IL-15 is a myokine synthesized in human skeletal muscle, and has been shown to have an anabolic effect on muscle growth, and also to play a role in lipid metabolism (49). Recently, it was demonstrated that IL-15 mRNA concentration was upregulated in human skeletal muscle following physical activity (50), suggesting that IL-15 could reach high levels within the muscle after regular exercise. Furthermore, there is a negative association between plasma IL-15 levels and fat mass (51).

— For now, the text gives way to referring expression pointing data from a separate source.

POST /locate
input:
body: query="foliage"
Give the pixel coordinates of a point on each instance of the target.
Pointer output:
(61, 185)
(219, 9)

BDNF is a neurotrophin involved in regulating growth and survival of existing neurons (52), and also growth and differentiation of new neurons and synapses, playing an active role in learning and memory (53-57). Various lines of evidence reported low levels of circulating BDNF in individuals affected by both obesity and type 2 diabetes (58) as well as in several chronic neurological diseases (Alzheimer’s disease, major depression, impaired cognitive function). BDNF mRNA and protein synthesis were upregulated in human skeletal muscle after physical activity or after electrical stimulation; unfortunately, to date, no study has been able to find muscle-derived BDNF into the circulation. BDNF appears to be a myokine working only with autocrine or paracrine action determining powerful effects on peripheral metabolism [for example, fat oxidation with a consequent effect on the amount of adipose tissue (59)].

MCP1 is a chemokine released into the bloodstream from skeletal muscle after specific types of exercise such as marathon running or high-duration resistance exercise (60). The systemic role in the release of this pro-inflammatory mediator after acute high-intensity endurance training is debated, being possibly merely linked to an acute skeletal muscle injury (61). After chronic training the behavior of plasmatic MCP1 is similar to IL-6, IL-8 and other pro-inflammatory and pro-atherosclerotic mediators: decrease. This finding has been reported in various categories of unhealthy subjects such as patients with metabolic syndrome (62), subjects with chronic HF (63), persons with CAD (64).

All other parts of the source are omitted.